Wann verjähren die Taten?

Mit Ablauf der Verjährungsfrist verlieren Polizei und Gerichte die Möglichkeit, gegen einen Verdächtigen zu ermitteln und ein Strafverfahren gegen ihn einzuleiten.

Folgende Verjährungsfristen bestehen bei:

  • § 207 StGB: „Sexueller Missbrauch von Unmündigen“ verjährt nach fünf Jahren,
  • § 206 StGB: „Schwerer sexueller Missbrauch von Unmündigen“ verjährt nach zehn Jahren.
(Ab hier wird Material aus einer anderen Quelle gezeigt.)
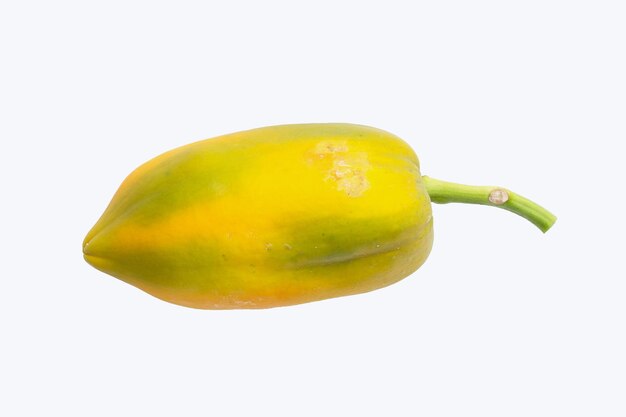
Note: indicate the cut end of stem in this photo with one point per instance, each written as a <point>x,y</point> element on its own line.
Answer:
<point>443,192</point>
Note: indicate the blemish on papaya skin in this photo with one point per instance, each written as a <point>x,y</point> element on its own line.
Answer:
<point>347,169</point>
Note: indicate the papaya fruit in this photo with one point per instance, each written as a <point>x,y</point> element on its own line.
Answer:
<point>278,216</point>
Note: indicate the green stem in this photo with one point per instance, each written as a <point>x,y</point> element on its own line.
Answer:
<point>448,192</point>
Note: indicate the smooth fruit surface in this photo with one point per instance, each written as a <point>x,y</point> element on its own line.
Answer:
<point>268,217</point>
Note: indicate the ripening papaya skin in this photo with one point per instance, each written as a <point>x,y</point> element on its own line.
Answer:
<point>271,217</point>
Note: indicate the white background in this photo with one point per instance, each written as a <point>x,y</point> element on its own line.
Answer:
<point>500,321</point>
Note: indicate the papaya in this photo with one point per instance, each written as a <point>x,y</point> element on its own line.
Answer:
<point>278,216</point>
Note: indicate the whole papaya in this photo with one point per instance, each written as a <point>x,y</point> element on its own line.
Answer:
<point>278,216</point>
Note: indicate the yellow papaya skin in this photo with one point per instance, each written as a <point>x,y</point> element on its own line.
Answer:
<point>268,217</point>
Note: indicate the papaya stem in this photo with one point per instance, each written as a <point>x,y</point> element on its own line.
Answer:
<point>442,192</point>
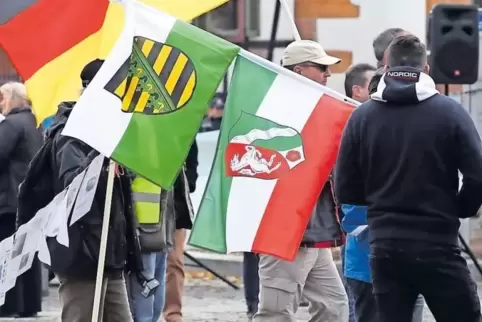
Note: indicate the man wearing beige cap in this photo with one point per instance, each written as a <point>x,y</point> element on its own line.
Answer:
<point>313,272</point>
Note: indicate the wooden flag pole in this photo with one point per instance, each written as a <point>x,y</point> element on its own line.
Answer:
<point>103,243</point>
<point>286,8</point>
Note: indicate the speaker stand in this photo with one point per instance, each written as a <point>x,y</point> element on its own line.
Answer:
<point>464,245</point>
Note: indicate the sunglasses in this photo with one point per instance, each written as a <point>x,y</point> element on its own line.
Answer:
<point>322,68</point>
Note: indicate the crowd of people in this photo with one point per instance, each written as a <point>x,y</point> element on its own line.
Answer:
<point>394,196</point>
<point>392,202</point>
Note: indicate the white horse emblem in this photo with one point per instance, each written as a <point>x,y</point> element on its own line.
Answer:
<point>252,163</point>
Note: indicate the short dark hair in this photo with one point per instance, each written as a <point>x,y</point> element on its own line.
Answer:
<point>407,51</point>
<point>383,40</point>
<point>372,87</point>
<point>356,76</point>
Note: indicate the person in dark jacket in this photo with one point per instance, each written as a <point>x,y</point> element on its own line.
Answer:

Sexueller Missbrauch von Unmündigen mit Todesfolge und Vergewaltigung mit Todesfolge verjähren überhaupt nicht.
  • § 201 StGB: Vergewaltigung verjährt nach zehn Jahren, Vergewaltigung mit schwerer Körperverletzung verjährt nach 20 Jahren.
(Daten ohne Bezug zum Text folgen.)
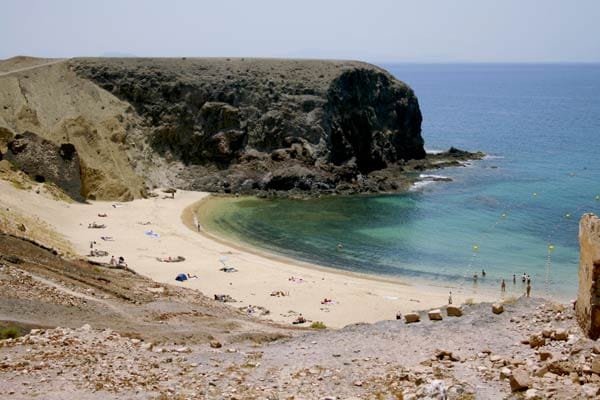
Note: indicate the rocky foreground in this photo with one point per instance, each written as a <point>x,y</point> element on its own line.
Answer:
<point>94,333</point>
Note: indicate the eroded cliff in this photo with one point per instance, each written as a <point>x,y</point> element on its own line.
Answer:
<point>260,125</point>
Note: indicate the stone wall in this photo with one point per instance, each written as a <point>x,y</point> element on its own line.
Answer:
<point>587,308</point>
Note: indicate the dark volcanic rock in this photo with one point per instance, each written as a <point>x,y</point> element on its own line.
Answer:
<point>241,119</point>
<point>45,161</point>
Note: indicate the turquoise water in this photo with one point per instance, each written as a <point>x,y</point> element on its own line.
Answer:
<point>540,126</point>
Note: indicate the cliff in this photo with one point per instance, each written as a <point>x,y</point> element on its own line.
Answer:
<point>259,125</point>
<point>587,307</point>
<point>248,126</point>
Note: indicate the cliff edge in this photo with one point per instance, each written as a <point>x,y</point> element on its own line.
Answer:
<point>260,125</point>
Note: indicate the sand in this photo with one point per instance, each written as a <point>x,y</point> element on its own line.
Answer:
<point>357,298</point>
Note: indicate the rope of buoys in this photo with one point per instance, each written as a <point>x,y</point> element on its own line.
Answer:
<point>567,217</point>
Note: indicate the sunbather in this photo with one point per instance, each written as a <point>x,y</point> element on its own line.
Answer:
<point>299,320</point>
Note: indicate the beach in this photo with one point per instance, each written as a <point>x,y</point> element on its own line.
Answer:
<point>355,298</point>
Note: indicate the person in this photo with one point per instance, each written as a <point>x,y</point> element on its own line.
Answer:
<point>300,319</point>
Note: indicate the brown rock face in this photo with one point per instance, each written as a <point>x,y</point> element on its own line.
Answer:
<point>45,161</point>
<point>587,308</point>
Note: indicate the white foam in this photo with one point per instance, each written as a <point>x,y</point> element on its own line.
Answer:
<point>433,151</point>
<point>431,177</point>
<point>420,185</point>
<point>492,157</point>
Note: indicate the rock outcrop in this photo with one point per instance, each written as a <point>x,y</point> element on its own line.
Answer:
<point>265,127</point>
<point>587,307</point>
<point>248,125</point>
<point>45,161</point>
<point>51,101</point>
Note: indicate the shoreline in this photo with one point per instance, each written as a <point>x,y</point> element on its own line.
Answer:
<point>356,298</point>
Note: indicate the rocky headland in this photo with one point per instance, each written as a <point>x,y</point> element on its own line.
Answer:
<point>240,126</point>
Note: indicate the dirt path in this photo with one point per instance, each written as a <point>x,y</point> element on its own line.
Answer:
<point>14,71</point>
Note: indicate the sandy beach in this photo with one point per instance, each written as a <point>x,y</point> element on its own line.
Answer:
<point>356,297</point>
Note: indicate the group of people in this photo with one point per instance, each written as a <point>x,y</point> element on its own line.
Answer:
<point>118,262</point>
<point>525,278</point>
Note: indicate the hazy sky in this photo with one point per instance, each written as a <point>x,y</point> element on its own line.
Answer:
<point>374,30</point>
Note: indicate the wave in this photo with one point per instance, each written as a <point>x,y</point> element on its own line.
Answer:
<point>434,151</point>
<point>428,179</point>
<point>492,157</point>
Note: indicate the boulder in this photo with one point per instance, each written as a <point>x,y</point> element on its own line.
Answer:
<point>435,315</point>
<point>532,394</point>
<point>411,317</point>
<point>545,355</point>
<point>536,341</point>
<point>519,380</point>
<point>596,366</point>
<point>505,373</point>
<point>497,308</point>
<point>587,307</point>
<point>547,333</point>
<point>454,311</point>
<point>561,334</point>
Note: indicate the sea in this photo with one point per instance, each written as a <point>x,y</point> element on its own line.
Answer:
<point>515,212</point>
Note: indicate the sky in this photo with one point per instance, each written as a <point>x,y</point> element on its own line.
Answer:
<point>374,30</point>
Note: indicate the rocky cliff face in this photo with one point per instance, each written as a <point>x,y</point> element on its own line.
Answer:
<point>44,161</point>
<point>588,297</point>
<point>248,125</point>
<point>46,98</point>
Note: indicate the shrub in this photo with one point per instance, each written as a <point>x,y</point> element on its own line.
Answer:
<point>9,333</point>
<point>318,325</point>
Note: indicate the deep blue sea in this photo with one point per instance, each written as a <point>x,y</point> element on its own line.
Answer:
<point>516,211</point>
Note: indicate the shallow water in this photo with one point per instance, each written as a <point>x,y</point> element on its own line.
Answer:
<point>540,125</point>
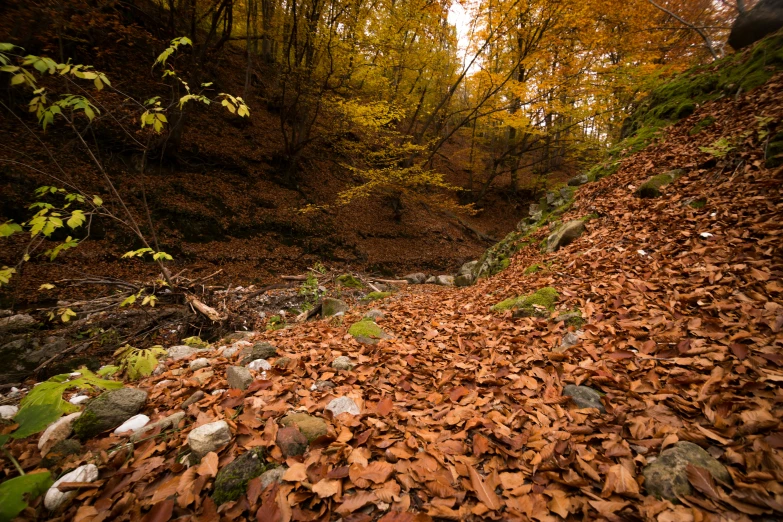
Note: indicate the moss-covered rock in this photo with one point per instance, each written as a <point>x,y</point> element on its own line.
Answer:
<point>231,481</point>
<point>652,187</point>
<point>538,304</point>
<point>349,281</point>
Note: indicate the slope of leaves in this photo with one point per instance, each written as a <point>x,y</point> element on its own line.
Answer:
<point>463,416</point>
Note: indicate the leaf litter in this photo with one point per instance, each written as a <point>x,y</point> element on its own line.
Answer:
<point>462,411</point>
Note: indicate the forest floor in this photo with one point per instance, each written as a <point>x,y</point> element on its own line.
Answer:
<point>458,412</point>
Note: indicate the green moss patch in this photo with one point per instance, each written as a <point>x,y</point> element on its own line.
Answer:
<point>536,304</point>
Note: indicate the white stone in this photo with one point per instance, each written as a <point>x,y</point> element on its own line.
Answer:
<point>259,364</point>
<point>134,423</point>
<point>198,364</point>
<point>209,437</point>
<point>56,432</point>
<point>343,405</point>
<point>8,412</point>
<point>55,498</point>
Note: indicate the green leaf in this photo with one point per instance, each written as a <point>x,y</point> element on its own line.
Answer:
<point>17,492</point>
<point>34,419</point>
Bei Gewalt-, Freiheits- und Sexualdelikten gegen Minderjährige – wenn also jemand bis zum 18. Lebensjahr Opfer einer solchen Tat geworden ist – beginnt die Verjährungsfrist erst mit Vollendung des 28. Lebensjahres des Opfers zu laufen. Ist daher z.B. jemand im Alter von sechs Jahren Opfer eines sexuellen Missbrauchs geworden, verjährt die Straftat frühestens mit Vollendung des 33. Lebensjahres, spätestens mit Vollendung des 48. Lebensjahres des Opfers. Allerdings muss in diesem Zusammenhang darauf hingewiesen werden, dass ein langer Zeitablauf die Nachweisbarkeit der Tat in der Regel erheblich erschwert.
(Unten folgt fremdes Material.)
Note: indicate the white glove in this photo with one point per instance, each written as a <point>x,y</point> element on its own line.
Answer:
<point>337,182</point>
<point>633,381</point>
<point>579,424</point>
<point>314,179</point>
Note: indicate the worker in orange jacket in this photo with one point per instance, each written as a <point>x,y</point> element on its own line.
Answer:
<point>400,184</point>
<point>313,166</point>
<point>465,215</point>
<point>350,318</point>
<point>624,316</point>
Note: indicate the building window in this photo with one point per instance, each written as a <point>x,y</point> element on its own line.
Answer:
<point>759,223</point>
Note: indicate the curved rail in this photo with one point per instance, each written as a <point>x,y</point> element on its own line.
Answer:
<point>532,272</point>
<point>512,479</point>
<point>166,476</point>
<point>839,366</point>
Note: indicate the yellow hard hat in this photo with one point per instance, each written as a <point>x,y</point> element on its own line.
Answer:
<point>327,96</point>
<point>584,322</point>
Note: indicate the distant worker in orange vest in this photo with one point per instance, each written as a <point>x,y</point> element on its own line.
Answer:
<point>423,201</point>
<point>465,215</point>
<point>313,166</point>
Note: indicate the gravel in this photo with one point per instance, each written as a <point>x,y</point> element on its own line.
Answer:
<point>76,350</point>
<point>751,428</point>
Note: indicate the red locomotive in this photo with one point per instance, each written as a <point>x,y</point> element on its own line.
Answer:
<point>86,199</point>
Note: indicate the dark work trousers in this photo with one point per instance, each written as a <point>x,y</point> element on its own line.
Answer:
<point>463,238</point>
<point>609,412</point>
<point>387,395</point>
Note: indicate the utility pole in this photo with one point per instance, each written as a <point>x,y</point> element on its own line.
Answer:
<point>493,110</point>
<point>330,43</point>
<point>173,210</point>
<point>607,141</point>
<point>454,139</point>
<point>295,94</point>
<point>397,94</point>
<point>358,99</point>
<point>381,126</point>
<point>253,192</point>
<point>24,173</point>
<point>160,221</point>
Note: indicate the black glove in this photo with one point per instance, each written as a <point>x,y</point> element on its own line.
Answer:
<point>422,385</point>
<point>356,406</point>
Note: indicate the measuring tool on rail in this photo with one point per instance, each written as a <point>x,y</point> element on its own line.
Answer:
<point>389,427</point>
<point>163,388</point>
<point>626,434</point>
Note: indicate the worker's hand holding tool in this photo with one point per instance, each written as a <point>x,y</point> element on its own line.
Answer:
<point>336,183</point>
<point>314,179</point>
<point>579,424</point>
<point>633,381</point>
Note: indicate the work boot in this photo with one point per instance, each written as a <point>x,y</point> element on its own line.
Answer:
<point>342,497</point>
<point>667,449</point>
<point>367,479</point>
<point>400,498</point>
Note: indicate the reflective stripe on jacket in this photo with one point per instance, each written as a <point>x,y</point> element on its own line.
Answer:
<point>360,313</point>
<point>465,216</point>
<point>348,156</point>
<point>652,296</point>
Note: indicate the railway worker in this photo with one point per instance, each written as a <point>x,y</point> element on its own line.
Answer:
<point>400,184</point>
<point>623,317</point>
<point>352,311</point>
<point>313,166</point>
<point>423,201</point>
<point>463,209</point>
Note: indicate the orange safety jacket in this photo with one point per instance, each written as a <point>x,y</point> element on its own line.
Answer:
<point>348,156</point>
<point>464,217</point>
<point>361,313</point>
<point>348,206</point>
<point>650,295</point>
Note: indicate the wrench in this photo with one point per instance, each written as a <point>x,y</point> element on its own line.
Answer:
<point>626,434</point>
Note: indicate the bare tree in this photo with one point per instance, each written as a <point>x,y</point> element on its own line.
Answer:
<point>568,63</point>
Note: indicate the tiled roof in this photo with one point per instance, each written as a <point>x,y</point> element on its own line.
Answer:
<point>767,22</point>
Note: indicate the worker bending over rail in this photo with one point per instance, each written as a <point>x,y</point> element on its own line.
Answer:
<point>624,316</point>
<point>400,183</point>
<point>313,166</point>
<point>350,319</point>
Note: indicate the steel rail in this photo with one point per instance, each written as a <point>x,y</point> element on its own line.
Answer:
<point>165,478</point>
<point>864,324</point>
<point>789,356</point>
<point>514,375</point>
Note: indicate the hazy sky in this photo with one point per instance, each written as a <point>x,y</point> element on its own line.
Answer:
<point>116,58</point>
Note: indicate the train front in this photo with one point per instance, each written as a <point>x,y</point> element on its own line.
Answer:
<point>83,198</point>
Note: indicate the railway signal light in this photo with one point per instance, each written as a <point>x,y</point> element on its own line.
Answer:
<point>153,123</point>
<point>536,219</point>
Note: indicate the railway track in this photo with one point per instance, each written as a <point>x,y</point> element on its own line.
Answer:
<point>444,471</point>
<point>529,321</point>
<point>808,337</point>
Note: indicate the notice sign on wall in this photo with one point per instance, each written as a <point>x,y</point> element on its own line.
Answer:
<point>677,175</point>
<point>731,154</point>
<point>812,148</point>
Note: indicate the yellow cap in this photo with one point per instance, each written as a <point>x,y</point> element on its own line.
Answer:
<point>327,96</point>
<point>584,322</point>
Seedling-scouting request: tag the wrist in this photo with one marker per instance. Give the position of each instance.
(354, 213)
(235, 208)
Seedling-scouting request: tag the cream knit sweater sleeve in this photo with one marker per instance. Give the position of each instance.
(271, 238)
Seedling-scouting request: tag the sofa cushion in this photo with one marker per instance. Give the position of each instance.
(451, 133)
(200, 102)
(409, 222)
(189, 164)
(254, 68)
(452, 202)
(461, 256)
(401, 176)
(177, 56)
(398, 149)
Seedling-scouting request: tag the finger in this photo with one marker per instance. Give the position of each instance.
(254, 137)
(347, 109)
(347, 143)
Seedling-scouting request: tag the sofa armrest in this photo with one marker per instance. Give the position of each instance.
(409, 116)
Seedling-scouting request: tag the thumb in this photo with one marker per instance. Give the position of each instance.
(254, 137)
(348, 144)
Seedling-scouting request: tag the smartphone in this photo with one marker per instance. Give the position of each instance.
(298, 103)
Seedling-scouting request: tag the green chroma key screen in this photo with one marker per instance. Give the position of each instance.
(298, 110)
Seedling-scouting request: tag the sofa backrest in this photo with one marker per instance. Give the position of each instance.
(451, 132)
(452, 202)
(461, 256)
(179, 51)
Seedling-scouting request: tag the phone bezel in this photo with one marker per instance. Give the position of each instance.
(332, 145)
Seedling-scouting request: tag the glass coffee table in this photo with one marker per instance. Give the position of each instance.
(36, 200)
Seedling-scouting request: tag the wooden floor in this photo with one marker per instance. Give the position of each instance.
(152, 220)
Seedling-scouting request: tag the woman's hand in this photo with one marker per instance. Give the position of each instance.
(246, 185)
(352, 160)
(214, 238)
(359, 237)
Im Übrigen tritt die Verjährung nicht ein, wenn der Täter während der Verjährungsfrist neuerlich einen Missbrauch begeht, bevor auch für diese Tat die Verjährungsfrist abgelaufen ist. 

Fazit:
Das Ausmaß an Fällen von sexuellem Missbrauch an Kindern und Jugendlichen ist (mit mindestens 2% bis 10 % unter Berücksichtigung der Dunkelziffer) alarmierend hoch und im Bewusstsein der Bevölkerung zu wenig verankert. Für betroffene Kinder braucht es viel Mut, darüber zu reden, was passiert ist und immer noch mehrere Anläufe, um eine Vertrauensperson zu finden, die Glauben schenkt und effektiv hilft. Umso wichtiger ist es, dass Eltern, PädagogInnen und alle Berufsgruppen, die mit möglichen Betroffenen zu tun haben, wissen, was im Falle eines Verdachts zu tun ist und dass sie in Kinderschutzeinrichtungen Beratung, Unterstützung und Hilfe finden.